KLCI: 1451.7 (6.5)
DOW: 34828 (490)
FCPO (RM): 3941 (37)
BRENT (USD): 82.5 (-0.05)
USDMYR: 4.719 (0.0103)
SGDMYR: 3.469 (0.0056)
EURMYR: 5.057 (0.0289)
AUDMYR: 3.009 (0.008)
GBPMYR: 5.803 (0.0504)
US: 10-yr yield (%): 4.45 (-0.19)
BNM:10-yr yield (%) 3.90 (0.02)
Asia/US. Asian markets inched up for a 2nd consecutive day following last week’s rout, as investors brace for the crucial US and China inflation prints, as well as eagerly awaiting the highly anticipated Biden-Xi meeting for signs of thawing US-China relations. The Dow surged 489 pts to 34,827 while the US10YT yield sank 19 bps to 4.45% (-57 bps from 16Y high of 5.02%), as investors cheered the cooling Oct CPI data, fostering hopes of Fed-peak bets. Following the report, Fed-funds futures indicated a significant shift in market sentiment, with traders nearly eliminating the odds of a rate hike in the upcoming Dec and Jan FOMC meetings and are now pricing in a 65% probability of 25 bps cut to 5.25% as early as May 24. After rallying 935 pts for three days in a row, the index may consolidate its gains ahead of the Biden-Xi meeting and looming US government shutdown risk on 17 Nov.

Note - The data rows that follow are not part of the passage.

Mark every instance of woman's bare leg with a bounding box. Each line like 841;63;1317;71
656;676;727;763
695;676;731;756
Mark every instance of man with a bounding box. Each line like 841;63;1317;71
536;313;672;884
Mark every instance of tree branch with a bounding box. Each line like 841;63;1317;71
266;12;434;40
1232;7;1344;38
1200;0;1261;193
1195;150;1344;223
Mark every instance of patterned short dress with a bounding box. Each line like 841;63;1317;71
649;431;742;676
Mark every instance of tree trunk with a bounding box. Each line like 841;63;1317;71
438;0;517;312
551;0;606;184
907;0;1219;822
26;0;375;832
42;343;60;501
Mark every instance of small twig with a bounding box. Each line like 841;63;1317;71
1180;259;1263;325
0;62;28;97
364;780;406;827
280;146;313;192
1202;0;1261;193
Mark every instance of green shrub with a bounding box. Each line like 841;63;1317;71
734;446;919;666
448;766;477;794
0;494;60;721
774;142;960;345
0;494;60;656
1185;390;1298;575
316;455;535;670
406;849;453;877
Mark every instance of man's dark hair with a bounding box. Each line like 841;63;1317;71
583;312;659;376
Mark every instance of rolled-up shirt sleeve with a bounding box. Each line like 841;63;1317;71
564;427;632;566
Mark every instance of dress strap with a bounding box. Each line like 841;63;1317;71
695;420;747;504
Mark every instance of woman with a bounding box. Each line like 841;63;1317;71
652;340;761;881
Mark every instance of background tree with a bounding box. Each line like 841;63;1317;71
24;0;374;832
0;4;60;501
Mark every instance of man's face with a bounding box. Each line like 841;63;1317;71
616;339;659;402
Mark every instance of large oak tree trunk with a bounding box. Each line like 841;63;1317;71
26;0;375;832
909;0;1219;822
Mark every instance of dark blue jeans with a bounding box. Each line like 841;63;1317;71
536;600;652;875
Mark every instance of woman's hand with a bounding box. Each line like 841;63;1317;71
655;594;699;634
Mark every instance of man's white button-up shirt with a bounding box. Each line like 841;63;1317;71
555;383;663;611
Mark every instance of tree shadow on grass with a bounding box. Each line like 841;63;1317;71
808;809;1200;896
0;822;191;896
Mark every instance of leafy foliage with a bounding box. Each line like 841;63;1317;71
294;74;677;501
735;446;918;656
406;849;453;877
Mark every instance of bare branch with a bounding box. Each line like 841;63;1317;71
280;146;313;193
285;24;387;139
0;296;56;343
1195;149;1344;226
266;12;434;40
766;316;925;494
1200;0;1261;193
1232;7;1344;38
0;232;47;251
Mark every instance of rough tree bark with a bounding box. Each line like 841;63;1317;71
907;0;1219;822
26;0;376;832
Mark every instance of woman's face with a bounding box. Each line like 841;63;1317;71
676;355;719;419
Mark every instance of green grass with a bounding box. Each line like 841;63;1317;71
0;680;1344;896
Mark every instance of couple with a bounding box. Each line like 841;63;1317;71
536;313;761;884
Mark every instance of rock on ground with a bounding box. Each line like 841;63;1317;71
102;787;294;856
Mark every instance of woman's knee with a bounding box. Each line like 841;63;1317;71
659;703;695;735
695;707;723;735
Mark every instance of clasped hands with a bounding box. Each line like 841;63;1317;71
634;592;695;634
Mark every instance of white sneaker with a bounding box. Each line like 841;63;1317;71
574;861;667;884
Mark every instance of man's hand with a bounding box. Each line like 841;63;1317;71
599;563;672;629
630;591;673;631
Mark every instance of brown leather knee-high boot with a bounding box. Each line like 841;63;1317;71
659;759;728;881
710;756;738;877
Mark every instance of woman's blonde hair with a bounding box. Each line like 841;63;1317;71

Malaysia. After losing 19.5 pts in four straight day, KLCI ended +6.5 pts at 1,451.7 amid bargain hunting activities on selected index-linked heavyweights i.e. CDB, PCHEM, GENTING, SIMEPLT, MAXIS and PBBANK. Market breadth recovered to 1.02 0.64 last Friday, supported by a 10% hike in trading value to RM1.77bn. Local retailers (+RM23m, Nov: -RM191m, YTD: -RM0.93n) were the major net buyers for the 3rd consecutive session while local (-RM18m, Nov: -RM665m, YTD: +RM4.23bn) and foreign (-RM5m, Nov: +RM856m, YTD: -RM3.3bn) institutions emerged as the main net sellers.
Outlook. Tracking Wall St rally amid cooling inflation and sliding yields, KLCI is poised to revisit the stiff hurdles at 1,465-1,476 zones. Reiterate buy on dips approach to ride on a better 4Q23 (YE target: 1,530), underpinned by: (i) improved risk appetite post state polls and clearer political runway allowing the Unity Government to roll out its strategic plans and reforms; (ii) undemanding KLCI at 13.2x CY2024 P/E (vs 10Y average 16.7x); and (iii) the traditional year-end window dressing effect (92% positive hit rate in Dec since the GFC).